Les vents d’œufs bios en progression

En 1996, seulement 6,3%  des œufs étaient produits en France hors des cages contre 32%  en 2015. Passer à 50% d’ici 2022 nécessite d’investir 100 millions d’euros par an  sur cinq ans et de pouvoir vendre les œufs un peu plus cher afin de couvrir des coûts de productions plus élevés. C’est à ce prix que l’on fera progresser le bien-être animal. Si les consommateurs disent à travers les sondages qu’ils sont prêts à mettre 10 centimes de plus dans une barquette de six oeufs, les distributeurs sont beaucoup plus réticents au moment des négociations annuelles sur les prix qui permettent aux fournisseurs d’être référencés pour douze mois dans les magasins des grandes enseignes.

Notons enfin que les ventes d’œufs bios ont progressé de 12, 9% sur un an et les œufs de plein air (hors label rouge) de 9,1% sur la même période. Doit-on en conclure qu’il sera possible de dire aux négociateurs des centrales d’achat « d’aller se faire cuire un œuf » s’ils ne veulent pas mettre dans la douzaine d’œufs le prix du bien-être animal ? Il est trop tôt pour le dire aujourd’hui. Mais pas trop tard  pour évoquer l’origine de la formule à l’attention des jeunes générations.

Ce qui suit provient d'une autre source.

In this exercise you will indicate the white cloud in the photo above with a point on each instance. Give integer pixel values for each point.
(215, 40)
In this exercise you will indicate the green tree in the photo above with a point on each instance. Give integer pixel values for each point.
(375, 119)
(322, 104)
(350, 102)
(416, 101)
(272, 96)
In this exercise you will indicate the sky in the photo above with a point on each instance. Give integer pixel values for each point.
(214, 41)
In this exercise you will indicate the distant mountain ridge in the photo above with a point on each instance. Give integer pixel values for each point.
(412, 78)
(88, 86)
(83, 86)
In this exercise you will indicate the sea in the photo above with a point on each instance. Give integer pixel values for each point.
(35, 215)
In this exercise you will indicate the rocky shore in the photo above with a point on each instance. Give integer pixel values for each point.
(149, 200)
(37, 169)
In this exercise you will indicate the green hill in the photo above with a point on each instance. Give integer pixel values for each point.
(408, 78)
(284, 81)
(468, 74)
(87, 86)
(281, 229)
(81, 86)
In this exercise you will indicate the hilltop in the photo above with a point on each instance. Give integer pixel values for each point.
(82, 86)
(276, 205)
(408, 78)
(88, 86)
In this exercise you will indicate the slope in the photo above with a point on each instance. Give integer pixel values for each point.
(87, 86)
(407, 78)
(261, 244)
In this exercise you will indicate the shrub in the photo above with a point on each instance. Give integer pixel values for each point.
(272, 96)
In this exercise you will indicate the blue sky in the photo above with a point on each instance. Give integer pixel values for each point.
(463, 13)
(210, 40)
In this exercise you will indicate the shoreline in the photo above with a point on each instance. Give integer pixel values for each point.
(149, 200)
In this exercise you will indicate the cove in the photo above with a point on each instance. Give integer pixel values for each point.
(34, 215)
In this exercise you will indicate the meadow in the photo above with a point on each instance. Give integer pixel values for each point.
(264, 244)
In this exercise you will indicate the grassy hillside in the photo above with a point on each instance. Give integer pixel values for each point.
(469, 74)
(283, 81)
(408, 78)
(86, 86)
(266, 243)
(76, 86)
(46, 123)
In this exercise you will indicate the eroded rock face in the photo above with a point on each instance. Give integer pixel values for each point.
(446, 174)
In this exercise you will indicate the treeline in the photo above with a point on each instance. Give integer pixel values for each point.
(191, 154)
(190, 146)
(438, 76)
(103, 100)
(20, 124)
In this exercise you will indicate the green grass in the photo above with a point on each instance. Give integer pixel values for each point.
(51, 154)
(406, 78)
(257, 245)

Jadis, la cuisine était le domaine réservé de la femme qui travaillait rarement  à l’extérieur. Le mari critiquait parfois ce qu’elle avait préparé pour le repas. En pareil cas, il arrivait que l’épouse conseille au mari de se faire cuire un œuf, vu que cela ne nécessite guère de disposer d’un savoir culinaire. Pour la femme, c’était aussi une manière de demander à l’homme de la laisser en paix.